There were some very good western journals during the Cold War period that consisted entirely of translations from Soviet and Chinese journals in topics like philosophy, economics, law, politics, culture, anthropology, sociology. The editors were not Cold Warrior sovietologists, but somewhat sympathetic, like John Somerville of Soviet Studies in Philosophy and Nick Knight in Chinese Studies in Philosophy. They were mostly published by ME Sharpe. I got the 1st hand discussions of the Liberman reforms and mathematical economics of the 70s. As well as a book by a French Sovietologist which was a good middle ground between Progress Publishers and US Cold Warrior Sovietology. A non-polemical study of both the good and bad in Soviet-style economics, which acknowledged it had a higher growth rate than the west at time of writing in 1970.

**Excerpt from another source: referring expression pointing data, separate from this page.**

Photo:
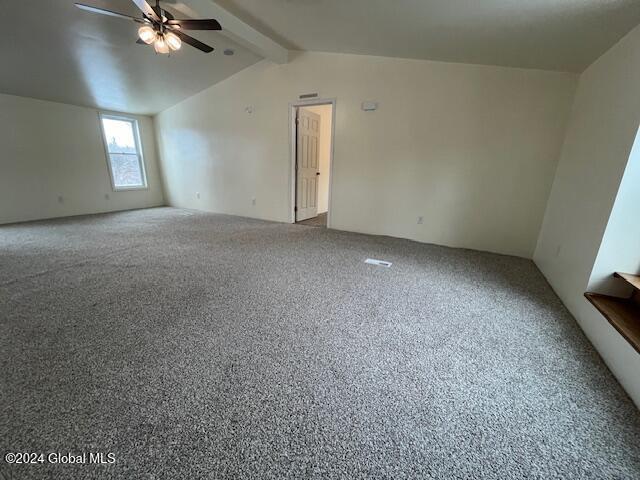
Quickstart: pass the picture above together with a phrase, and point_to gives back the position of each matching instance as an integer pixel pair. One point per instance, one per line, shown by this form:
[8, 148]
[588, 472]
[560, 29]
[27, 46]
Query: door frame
[292, 151]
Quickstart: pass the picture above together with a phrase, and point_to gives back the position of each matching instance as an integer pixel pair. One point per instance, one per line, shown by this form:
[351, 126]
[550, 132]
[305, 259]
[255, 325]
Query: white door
[307, 164]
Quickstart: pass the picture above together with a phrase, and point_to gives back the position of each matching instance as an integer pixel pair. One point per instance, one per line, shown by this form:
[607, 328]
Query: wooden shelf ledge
[622, 313]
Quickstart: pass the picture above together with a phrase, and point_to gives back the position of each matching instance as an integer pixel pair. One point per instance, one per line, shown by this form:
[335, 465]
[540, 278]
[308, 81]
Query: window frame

Actually I think this is something Grover Furr was very good at, in that he included the direct Soviet quotes for any footnotes in his books, on his webpage. So its not the same thing as translating whole works, but at least we can see important primary source passages 1st hand.
This is just a sample from his most recent book on Trotsky
https://msuweb.montclair.edu/~furrg/res ... pendix.pdfI don't know what the future of neo-communism holds, but it would be a shame to leave the story and narrative of the 1st wave of communism entirely in the hands of its enemies. I assume that at least part of the reason we all participate in S-E is we believe that the history of communism has a value, besides just the daily political battles of current events.